The expanded federal subsidies for health insurance will stimulate demand for goods and services, and that effect will mostly occur over the next few years. That increase in demand will induce some employers to hire more workers or to increase their employees' hours during that period.

CBO anticipates that output will return nearly to its maximum sustainable level in 2017 (see Chapter 2). Once that occurs, the net decline in the amount of labor that workers choose to supply because of the ACA will be fully reflected in a decline in total employment and hours worked relative to what would otherwise occur.

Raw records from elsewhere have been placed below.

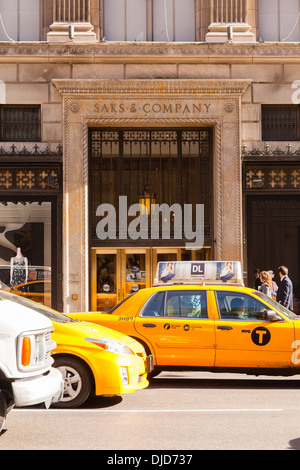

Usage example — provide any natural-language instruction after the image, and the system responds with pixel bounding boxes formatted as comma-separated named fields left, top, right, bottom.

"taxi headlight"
left=85, top=338, right=132, bottom=354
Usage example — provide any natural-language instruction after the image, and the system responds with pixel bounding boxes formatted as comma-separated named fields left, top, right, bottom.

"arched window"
left=258, top=0, right=300, bottom=42
left=104, top=0, right=196, bottom=42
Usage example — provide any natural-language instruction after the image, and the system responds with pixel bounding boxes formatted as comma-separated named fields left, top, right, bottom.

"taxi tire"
left=53, top=356, right=92, bottom=408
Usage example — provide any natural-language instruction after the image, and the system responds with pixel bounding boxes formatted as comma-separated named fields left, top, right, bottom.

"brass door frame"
left=91, top=246, right=211, bottom=311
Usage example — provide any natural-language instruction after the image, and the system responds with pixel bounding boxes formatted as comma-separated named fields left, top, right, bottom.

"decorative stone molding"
left=53, top=79, right=250, bottom=311
left=205, top=0, right=255, bottom=43
left=47, top=0, right=96, bottom=42
left=241, top=142, right=300, bottom=162
left=0, top=42, right=300, bottom=59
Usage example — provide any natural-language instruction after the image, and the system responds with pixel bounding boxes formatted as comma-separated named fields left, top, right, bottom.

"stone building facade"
left=0, top=0, right=300, bottom=311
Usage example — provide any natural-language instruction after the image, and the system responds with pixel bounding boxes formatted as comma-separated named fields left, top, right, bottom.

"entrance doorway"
left=91, top=247, right=211, bottom=311
left=247, top=195, right=300, bottom=313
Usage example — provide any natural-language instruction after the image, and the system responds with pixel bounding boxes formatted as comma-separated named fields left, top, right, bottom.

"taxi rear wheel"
left=54, top=356, right=92, bottom=408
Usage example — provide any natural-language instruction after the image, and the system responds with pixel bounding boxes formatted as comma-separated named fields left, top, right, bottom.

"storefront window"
left=0, top=201, right=51, bottom=306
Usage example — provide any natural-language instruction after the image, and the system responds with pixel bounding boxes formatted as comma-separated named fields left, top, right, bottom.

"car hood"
left=53, top=321, right=144, bottom=354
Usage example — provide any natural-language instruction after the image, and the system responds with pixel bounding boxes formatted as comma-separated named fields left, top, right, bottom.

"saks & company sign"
left=94, top=100, right=212, bottom=116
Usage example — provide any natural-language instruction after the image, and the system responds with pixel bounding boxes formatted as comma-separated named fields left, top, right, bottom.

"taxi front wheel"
left=54, top=356, right=92, bottom=408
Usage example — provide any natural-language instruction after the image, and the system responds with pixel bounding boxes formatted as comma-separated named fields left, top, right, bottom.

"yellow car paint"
left=69, top=284, right=300, bottom=375
left=1, top=291, right=151, bottom=408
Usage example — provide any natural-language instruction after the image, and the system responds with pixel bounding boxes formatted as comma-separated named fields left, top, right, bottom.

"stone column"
left=205, top=0, right=255, bottom=43
left=47, top=0, right=96, bottom=42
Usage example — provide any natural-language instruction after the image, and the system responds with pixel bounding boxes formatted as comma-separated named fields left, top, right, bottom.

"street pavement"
left=0, top=372, right=300, bottom=452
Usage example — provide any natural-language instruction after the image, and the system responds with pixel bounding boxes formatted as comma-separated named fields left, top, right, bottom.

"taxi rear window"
left=140, top=290, right=208, bottom=318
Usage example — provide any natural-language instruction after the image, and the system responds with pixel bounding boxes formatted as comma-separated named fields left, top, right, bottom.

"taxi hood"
left=54, top=320, right=143, bottom=353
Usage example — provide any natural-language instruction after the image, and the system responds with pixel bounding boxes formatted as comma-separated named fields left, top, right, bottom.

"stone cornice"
left=0, top=41, right=300, bottom=62
left=53, top=79, right=251, bottom=96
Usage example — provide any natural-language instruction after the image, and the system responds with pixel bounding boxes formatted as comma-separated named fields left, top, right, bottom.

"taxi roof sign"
left=153, top=261, right=244, bottom=286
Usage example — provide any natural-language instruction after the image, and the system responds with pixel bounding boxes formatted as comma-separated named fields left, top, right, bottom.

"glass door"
left=91, top=248, right=151, bottom=311
left=91, top=247, right=211, bottom=312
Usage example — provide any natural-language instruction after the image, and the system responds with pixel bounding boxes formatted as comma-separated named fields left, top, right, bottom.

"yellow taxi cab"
left=70, top=261, right=300, bottom=375
left=1, top=291, right=152, bottom=408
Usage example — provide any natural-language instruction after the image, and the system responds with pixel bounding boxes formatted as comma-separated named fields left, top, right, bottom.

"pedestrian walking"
left=258, top=271, right=272, bottom=297
left=268, top=269, right=278, bottom=300
left=276, top=266, right=293, bottom=310
left=254, top=268, right=261, bottom=290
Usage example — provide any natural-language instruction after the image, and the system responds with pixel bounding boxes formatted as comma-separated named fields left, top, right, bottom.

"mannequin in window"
left=10, top=248, right=28, bottom=286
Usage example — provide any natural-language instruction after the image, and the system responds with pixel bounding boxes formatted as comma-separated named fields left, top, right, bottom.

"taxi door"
left=135, top=289, right=215, bottom=367
left=215, top=290, right=294, bottom=368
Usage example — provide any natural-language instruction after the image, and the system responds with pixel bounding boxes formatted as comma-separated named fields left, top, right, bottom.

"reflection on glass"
left=126, top=254, right=146, bottom=295
left=0, top=201, right=51, bottom=307
left=97, top=253, right=117, bottom=311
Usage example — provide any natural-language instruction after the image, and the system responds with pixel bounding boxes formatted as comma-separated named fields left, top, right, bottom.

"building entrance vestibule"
left=91, top=247, right=211, bottom=311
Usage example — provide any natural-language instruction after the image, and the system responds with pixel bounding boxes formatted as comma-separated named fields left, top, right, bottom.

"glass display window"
left=0, top=201, right=52, bottom=306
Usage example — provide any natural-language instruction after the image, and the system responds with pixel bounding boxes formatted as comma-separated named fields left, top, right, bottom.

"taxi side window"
left=141, top=292, right=165, bottom=317
left=165, top=291, right=208, bottom=318
left=215, top=291, right=267, bottom=321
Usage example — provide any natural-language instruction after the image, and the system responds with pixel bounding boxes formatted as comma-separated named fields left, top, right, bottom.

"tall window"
left=0, top=0, right=40, bottom=41
left=258, top=0, right=300, bottom=42
left=90, top=128, right=212, bottom=246
left=104, top=0, right=195, bottom=42
left=261, top=105, right=300, bottom=141
left=0, top=105, right=41, bottom=142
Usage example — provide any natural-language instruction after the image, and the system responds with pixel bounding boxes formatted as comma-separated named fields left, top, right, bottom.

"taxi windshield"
left=0, top=291, right=77, bottom=323
left=252, top=291, right=300, bottom=320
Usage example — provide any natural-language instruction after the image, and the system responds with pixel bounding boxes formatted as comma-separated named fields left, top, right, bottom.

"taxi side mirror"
left=263, top=310, right=281, bottom=321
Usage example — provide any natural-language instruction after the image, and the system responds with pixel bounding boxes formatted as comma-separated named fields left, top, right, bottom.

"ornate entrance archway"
left=53, top=80, right=250, bottom=311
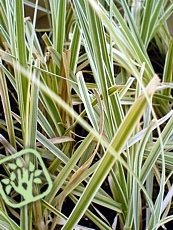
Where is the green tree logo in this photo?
[0,149,52,208]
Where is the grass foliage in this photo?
[0,0,173,230]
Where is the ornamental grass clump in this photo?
[0,0,173,230]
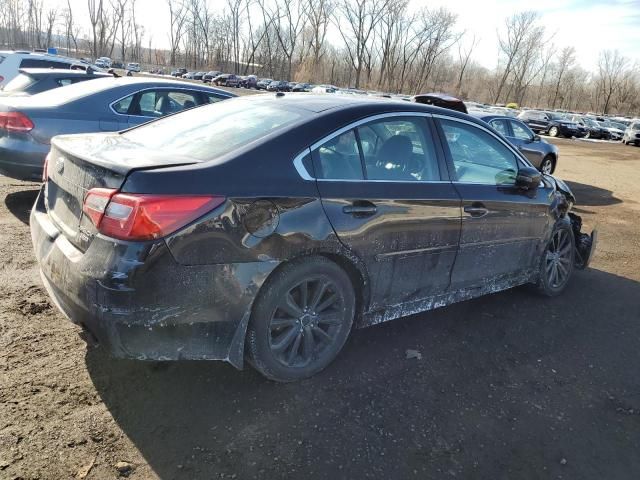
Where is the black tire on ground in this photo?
[246,256,356,382]
[536,221,575,297]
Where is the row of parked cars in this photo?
[467,102,640,145]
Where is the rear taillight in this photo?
[83,188,224,240]
[0,112,33,132]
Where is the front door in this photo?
[313,114,460,310]
[437,117,550,289]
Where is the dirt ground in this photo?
[0,140,640,480]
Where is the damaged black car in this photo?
[31,93,595,381]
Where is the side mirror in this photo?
[516,167,542,190]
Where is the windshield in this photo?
[4,73,36,92]
[122,99,302,161]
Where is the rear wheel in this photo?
[537,223,575,297]
[247,257,355,382]
[540,155,555,175]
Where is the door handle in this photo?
[342,202,378,217]
[464,202,489,218]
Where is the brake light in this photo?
[0,112,34,132]
[83,188,225,240]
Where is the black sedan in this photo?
[473,112,558,174]
[0,68,113,98]
[0,77,235,181]
[30,94,594,381]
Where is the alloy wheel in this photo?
[269,277,345,367]
[545,229,572,289]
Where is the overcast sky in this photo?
[53,0,640,70]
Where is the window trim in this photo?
[433,114,535,188]
[109,85,233,119]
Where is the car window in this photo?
[124,101,302,160]
[440,120,518,185]
[112,95,133,115]
[317,130,364,180]
[20,58,70,68]
[357,117,440,182]
[489,118,509,136]
[511,120,533,140]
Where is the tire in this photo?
[540,155,556,175]
[536,222,575,297]
[246,256,356,382]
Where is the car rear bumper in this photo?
[30,191,275,368]
[0,135,51,181]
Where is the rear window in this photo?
[122,99,302,161]
[4,73,36,92]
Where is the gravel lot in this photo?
[0,140,640,480]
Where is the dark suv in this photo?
[518,110,584,138]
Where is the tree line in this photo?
[0,0,640,114]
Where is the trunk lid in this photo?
[45,134,198,251]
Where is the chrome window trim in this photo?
[109,86,234,119]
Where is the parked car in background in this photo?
[0,50,100,88]
[567,114,611,140]
[211,73,240,87]
[0,68,113,98]
[267,80,291,92]
[411,93,467,113]
[96,57,111,68]
[517,110,582,138]
[30,95,594,381]
[238,75,258,88]
[472,111,558,174]
[202,70,222,83]
[622,120,640,147]
[0,77,234,180]
[256,78,273,90]
[171,68,187,78]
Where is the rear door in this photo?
[312,114,460,309]
[436,116,550,289]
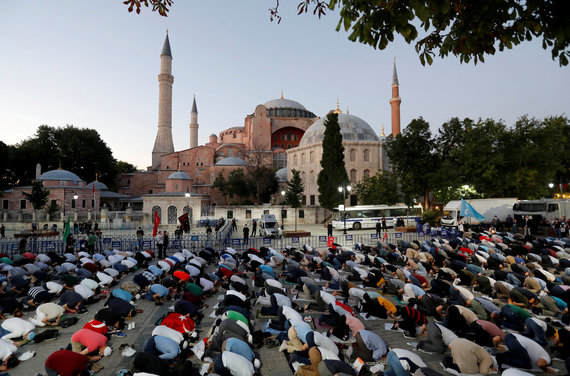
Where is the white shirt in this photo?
[513,333,551,370]
[0,339,18,362]
[2,317,36,340]
[222,351,255,376]
[392,349,427,371]
[73,284,95,300]
[152,325,184,344]
[435,323,457,346]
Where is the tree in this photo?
[22,181,49,217]
[8,125,119,189]
[131,0,570,65]
[317,112,349,210]
[285,170,305,231]
[354,171,402,205]
[280,0,570,65]
[385,117,438,208]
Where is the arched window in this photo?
[350,169,356,183]
[150,206,162,224]
[168,206,178,225]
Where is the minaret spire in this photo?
[190,95,198,149]
[151,31,174,170]
[390,57,402,137]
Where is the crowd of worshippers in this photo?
[0,226,570,376]
[215,229,570,376]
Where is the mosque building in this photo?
[2,34,401,225]
[118,34,401,212]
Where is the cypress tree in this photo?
[317,112,349,210]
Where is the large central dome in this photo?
[299,114,380,147]
[263,98,306,110]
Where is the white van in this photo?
[258,214,283,238]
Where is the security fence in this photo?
[0,223,458,255]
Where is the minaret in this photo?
[390,58,402,137]
[152,31,174,170]
[190,95,198,149]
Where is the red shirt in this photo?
[162,313,196,334]
[83,320,108,334]
[71,329,107,352]
[46,350,89,376]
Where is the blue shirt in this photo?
[226,338,255,362]
[149,283,168,298]
[289,319,313,343]
[358,329,388,360]
[112,289,133,302]
[148,265,164,276]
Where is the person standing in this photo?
[243,223,249,244]
[162,231,168,257]
[156,231,164,258]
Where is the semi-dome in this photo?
[85,181,109,191]
[263,97,316,119]
[167,171,190,180]
[299,114,380,147]
[37,169,81,182]
[215,157,247,166]
[263,98,306,110]
[275,167,287,182]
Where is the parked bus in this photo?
[513,199,570,223]
[332,205,423,230]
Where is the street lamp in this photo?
[338,185,352,235]
[281,191,285,230]
[184,192,190,213]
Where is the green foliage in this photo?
[276,0,570,65]
[317,112,349,210]
[22,181,49,210]
[423,209,441,226]
[385,117,439,206]
[117,161,137,174]
[0,125,119,189]
[354,171,402,205]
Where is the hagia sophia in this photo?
[119,34,401,205]
[3,33,401,224]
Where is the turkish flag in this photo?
[152,210,160,237]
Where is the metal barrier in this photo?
[0,228,459,255]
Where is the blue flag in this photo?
[459,199,485,221]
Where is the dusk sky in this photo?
[0,0,570,170]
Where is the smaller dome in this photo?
[263,98,306,110]
[275,167,287,183]
[215,157,247,166]
[167,171,190,180]
[37,169,81,182]
[85,181,109,191]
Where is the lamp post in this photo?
[281,191,285,230]
[73,193,79,221]
[338,185,352,235]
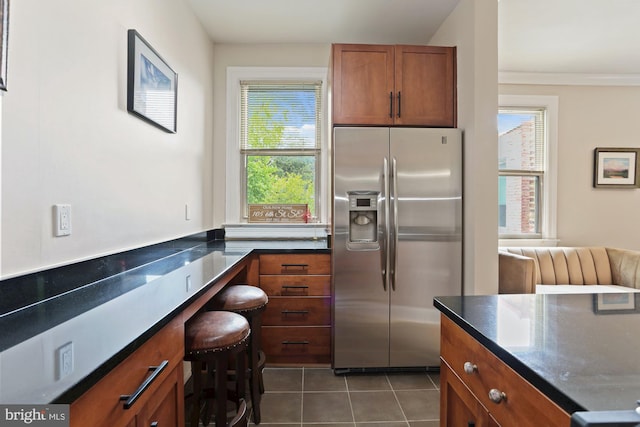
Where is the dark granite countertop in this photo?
[0,233,329,404]
[434,293,640,413]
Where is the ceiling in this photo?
[187,0,640,75]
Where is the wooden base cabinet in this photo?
[440,316,571,427]
[70,318,184,427]
[259,254,331,365]
[331,44,457,127]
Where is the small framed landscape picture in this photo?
[593,292,639,314]
[593,147,640,188]
[127,30,178,133]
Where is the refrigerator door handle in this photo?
[380,157,390,292]
[389,157,398,291]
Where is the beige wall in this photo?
[1,0,214,277]
[430,0,498,294]
[499,85,640,250]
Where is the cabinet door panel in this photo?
[262,297,331,326]
[260,275,331,297]
[331,45,394,125]
[440,362,496,427]
[441,316,570,427]
[262,326,331,363]
[260,254,331,276]
[395,45,456,127]
[138,366,184,427]
[70,319,184,427]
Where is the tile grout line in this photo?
[342,375,356,426]
[384,374,409,427]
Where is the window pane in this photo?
[241,82,321,150]
[498,109,544,171]
[246,155,316,216]
[498,176,540,236]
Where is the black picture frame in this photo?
[127,29,178,133]
[0,0,9,92]
[593,292,640,314]
[593,147,640,188]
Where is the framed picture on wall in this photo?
[593,147,640,188]
[0,0,9,91]
[127,30,178,133]
[593,292,638,314]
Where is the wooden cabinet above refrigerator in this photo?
[331,44,457,127]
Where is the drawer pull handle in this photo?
[281,264,309,270]
[280,310,309,316]
[489,388,507,403]
[120,360,169,409]
[282,285,309,292]
[464,362,478,375]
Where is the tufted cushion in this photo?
[500,246,614,285]
[185,311,251,355]
[207,285,269,313]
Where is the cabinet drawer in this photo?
[262,297,331,326]
[261,326,331,363]
[70,321,184,427]
[440,316,569,427]
[260,254,331,276]
[260,275,331,297]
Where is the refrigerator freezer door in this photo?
[390,128,462,367]
[332,128,389,369]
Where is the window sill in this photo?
[223,223,329,240]
[498,239,559,248]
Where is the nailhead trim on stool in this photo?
[207,285,269,424]
[185,311,251,427]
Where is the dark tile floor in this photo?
[250,368,440,427]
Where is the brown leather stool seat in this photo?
[207,285,269,424]
[185,311,251,427]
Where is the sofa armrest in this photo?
[606,248,640,289]
[498,251,536,294]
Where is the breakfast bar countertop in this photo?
[434,293,640,414]
[0,236,329,404]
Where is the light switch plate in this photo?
[53,205,71,237]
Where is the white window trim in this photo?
[224,67,329,239]
[498,95,558,247]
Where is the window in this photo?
[240,81,322,221]
[498,96,557,244]
[223,67,331,239]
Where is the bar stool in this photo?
[184,311,251,427]
[207,285,269,424]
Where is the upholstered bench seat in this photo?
[498,246,640,293]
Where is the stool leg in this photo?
[236,348,247,409]
[215,356,229,427]
[249,313,262,424]
[190,362,203,427]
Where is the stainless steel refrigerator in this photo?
[332,127,462,372]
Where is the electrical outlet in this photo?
[53,205,71,237]
[56,341,74,380]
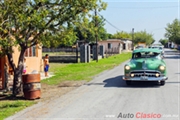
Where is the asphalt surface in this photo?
[7,49,180,120]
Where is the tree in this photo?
[159,39,169,46]
[133,31,155,45]
[165,19,180,44]
[0,0,105,96]
[74,11,108,42]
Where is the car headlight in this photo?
[159,65,165,70]
[125,65,130,70]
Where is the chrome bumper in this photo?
[123,76,168,81]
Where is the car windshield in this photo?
[132,52,160,59]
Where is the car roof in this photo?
[133,48,161,53]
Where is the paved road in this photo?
[5,49,180,120]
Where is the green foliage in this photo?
[42,53,131,85]
[134,31,154,45]
[0,100,35,120]
[159,39,169,45]
[165,19,180,44]
[0,0,106,95]
[74,12,108,42]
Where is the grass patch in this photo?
[41,53,131,85]
[0,100,35,120]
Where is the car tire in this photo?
[160,81,166,85]
[126,80,132,85]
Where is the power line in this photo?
[98,13,122,31]
[108,6,178,9]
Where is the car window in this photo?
[132,52,160,59]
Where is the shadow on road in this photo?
[103,75,160,88]
[163,55,180,59]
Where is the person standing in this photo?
[44,54,49,77]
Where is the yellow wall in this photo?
[13,45,43,73]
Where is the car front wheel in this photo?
[126,80,132,85]
[161,81,166,85]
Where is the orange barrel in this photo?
[22,74,41,100]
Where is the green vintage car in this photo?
[123,48,168,85]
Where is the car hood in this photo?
[128,58,164,70]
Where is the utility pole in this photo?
[95,8,98,62]
[132,28,134,50]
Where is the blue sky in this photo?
[100,0,180,41]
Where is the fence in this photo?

DIFFERENCES FROM CBO'S PREVIOUS ESTIMATES OF THE ACA'S EFFECTS ON LABOR MARKETS

CBO's estimate that the ACA will reduce aggregate labor compensation in the economy by about 1 percent over the 2017-2024 period--compared with what would have occurred in the absence of the act--is substantially larger than the estimate the agency issued in August 2010. At that time, CBO estimated that, once it was fully implemented, the ACA would reduce the use of labor by about one-half of a percent. That measure of labor use was calculated in dollar terms, representing the change in aggregate labor compensation that would result. Thus it can be compared with the reduction in aggregate compensation that CBO now estimates to result from the act (rather than with the projected decline in the number of hours worked).

The increase in that estimate primarily reflects three factors:

The revised estimate is based on a more detailed analysis of the ACA that incorporates additional channels through which that law will affect labor supply. In particular, CBO's 2010 estimate did not include an effect on labor supply from the employer penalty and the resulting reduction in wages (as the costs of that penalty are passed on to workers), and it did not include an effect from encouraging part-year workers to delay returning to work in order to retain their insurance subsidies.

CBO has analyzed the findings of several studies published since 2010 concerning the impact of provisions of the ACA (or similar policy initiatives) on labor markets. In particular, studies of past expansions or contractions in Medicaid eligibility for childless adults have pointed to a larger effect on labor supply than CBO had estimated previously.